Sure, the process is described here: https://www.tensorflow.org/lite/performance/post_training_quantization

https://www.tensorflow.org/lite/performance/quantization_spec

See the bit at the bottom about representation for quantized tensors. You need to apply the scaling to both the image going in (float > int) and on the tensor coming out (int > float). So going in, rearrange for the int8 bit and going out, you want the real bit. If you're getting an int output then tfjs isn't doing it for you I think.

The scaling parameters are stored with the model as they're calibrated by running a bunch of images through. The Python code here reads them from the checkpoint.
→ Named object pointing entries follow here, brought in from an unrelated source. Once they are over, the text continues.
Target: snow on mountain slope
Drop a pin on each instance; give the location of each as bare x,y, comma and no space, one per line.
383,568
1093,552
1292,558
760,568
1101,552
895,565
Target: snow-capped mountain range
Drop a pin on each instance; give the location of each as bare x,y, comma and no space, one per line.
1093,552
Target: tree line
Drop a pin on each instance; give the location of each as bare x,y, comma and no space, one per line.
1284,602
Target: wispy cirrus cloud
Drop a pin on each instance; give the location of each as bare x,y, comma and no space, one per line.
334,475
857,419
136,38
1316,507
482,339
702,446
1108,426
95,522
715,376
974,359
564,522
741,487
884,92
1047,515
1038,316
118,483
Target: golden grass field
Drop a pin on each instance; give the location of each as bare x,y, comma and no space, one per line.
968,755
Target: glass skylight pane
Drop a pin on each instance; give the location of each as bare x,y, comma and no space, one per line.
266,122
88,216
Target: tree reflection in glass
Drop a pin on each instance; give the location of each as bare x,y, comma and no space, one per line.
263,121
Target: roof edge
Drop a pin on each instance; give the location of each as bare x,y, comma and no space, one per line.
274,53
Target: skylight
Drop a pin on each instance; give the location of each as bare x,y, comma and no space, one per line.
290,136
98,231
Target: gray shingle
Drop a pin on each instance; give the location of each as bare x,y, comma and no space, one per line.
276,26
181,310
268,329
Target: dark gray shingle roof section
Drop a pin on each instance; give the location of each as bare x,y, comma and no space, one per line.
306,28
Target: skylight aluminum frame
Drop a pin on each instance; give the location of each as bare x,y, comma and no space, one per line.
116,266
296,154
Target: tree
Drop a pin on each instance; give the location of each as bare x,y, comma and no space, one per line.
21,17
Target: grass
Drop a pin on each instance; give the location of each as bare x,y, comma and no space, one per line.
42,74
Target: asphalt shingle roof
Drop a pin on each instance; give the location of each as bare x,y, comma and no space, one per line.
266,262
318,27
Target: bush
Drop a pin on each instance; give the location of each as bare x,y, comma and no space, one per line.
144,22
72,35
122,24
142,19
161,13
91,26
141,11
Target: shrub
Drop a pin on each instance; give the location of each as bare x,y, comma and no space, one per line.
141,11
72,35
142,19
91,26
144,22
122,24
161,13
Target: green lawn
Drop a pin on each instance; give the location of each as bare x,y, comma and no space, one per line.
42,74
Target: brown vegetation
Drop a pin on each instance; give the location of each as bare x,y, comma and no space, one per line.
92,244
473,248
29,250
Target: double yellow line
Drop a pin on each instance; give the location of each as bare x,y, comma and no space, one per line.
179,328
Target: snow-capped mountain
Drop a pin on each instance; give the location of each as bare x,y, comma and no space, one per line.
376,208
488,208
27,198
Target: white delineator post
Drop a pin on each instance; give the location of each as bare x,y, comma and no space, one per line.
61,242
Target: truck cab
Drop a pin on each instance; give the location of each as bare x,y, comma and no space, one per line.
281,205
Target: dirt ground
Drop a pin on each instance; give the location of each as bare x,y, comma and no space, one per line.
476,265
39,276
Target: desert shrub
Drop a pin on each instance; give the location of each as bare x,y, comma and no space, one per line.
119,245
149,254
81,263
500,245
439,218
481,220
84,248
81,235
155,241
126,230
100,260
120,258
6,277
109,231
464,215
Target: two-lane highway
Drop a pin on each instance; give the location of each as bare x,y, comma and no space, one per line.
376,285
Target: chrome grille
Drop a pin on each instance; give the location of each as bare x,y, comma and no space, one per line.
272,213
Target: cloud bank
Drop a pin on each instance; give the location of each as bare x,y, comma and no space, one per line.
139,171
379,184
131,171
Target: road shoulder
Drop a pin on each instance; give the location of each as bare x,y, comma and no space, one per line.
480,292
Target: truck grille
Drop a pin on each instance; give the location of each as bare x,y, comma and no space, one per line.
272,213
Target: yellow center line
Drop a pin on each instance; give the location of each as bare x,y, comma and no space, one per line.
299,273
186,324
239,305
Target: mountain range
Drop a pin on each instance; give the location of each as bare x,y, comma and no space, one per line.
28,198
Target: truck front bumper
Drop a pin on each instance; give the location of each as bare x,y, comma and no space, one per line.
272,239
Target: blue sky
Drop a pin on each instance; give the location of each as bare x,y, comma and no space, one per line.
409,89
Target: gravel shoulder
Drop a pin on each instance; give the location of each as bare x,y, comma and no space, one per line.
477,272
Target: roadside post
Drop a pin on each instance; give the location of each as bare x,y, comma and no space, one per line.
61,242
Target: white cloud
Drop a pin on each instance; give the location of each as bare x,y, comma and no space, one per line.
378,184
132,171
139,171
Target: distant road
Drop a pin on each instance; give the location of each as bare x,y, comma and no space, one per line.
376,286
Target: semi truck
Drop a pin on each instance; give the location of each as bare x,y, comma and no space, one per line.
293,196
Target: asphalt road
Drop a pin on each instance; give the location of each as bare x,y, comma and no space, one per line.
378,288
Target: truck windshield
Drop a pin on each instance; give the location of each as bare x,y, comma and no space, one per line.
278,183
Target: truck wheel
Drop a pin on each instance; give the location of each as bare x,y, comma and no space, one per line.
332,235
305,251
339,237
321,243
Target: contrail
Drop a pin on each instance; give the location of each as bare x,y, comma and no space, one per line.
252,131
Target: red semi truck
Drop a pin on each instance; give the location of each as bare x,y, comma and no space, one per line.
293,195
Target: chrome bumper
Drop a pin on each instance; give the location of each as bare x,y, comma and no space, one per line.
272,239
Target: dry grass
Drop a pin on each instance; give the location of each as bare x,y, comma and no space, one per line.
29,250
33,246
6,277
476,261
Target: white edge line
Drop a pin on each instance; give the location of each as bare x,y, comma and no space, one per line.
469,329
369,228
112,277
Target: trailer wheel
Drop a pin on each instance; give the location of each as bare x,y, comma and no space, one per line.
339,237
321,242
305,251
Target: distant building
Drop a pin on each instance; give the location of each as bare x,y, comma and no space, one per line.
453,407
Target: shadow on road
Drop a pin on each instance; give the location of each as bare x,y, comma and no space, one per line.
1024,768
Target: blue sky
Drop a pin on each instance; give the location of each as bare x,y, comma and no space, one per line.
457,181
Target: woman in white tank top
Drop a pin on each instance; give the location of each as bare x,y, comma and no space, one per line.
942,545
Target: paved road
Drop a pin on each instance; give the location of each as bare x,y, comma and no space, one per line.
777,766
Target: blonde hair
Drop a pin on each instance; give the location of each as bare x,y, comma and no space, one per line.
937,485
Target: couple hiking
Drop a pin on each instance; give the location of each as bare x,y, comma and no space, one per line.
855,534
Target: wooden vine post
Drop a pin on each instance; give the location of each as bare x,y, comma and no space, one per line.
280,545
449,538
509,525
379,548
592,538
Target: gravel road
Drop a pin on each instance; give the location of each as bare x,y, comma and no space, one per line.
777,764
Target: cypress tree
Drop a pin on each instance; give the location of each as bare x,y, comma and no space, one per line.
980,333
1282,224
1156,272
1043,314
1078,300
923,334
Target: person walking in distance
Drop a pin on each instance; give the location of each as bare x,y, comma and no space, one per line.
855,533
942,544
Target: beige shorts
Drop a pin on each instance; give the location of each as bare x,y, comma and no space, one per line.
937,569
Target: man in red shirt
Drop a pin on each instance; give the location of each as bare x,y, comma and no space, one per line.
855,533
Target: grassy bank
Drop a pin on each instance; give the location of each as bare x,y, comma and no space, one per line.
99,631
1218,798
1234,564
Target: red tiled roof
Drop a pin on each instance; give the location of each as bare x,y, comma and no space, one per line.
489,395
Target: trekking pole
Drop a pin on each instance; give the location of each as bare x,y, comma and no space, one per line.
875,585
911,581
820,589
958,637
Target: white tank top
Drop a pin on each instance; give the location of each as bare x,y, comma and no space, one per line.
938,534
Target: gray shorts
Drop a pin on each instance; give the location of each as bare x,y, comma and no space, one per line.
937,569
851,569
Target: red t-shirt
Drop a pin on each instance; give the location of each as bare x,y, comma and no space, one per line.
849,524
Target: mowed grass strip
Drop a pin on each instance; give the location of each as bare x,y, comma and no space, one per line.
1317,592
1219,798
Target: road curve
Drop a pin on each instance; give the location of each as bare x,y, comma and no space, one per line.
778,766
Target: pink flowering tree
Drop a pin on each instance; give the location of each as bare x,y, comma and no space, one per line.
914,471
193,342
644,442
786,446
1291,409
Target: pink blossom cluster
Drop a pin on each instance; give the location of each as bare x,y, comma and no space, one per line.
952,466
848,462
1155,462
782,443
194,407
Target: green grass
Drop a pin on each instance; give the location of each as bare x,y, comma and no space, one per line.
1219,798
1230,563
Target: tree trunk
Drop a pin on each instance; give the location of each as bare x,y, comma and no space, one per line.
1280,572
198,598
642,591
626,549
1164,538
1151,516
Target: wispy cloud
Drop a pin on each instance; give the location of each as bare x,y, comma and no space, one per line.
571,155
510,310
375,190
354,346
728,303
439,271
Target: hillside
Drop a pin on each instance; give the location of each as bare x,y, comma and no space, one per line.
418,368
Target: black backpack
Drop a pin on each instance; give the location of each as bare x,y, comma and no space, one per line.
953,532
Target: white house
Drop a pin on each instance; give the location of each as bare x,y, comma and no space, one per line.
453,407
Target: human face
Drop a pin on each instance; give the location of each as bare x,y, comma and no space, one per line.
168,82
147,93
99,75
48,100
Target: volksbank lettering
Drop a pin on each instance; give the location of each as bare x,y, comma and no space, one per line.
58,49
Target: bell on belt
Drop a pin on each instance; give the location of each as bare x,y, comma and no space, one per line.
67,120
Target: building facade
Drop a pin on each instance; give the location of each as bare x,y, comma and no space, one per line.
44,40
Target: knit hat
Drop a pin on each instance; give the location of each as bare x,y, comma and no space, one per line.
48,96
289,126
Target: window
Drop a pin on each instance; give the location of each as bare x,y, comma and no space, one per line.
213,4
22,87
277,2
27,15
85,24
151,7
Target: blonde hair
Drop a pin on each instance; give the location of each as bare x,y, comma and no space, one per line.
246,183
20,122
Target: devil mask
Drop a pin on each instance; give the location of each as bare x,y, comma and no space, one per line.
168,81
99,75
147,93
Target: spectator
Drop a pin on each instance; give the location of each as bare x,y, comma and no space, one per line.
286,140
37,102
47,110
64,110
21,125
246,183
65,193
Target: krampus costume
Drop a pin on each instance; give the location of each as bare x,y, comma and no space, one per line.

This is not the usual 1/255 scaling you might do for a normal CNN. You need to do that first, and then apply the conversion to a scaled integer. I guess you could also roll it into one scale factor but sensible to separate it for clarity.

We do the 1/255 here:

def get_image_tensor(img, max_size, debug=False):

Another example here https://www.tensorflow.org/lite/performance/post_training_integer_quant

In this example they check for a uint8 input (ie the model spec, not if the image is 8 bit!) and if so they apply scaling. I've not had much luck looking for a tfjs version but there may be one somewhere. Note they read the "quantization" parameter to get the scaling values.

See at the top where test_images is defined, they also scale by 255.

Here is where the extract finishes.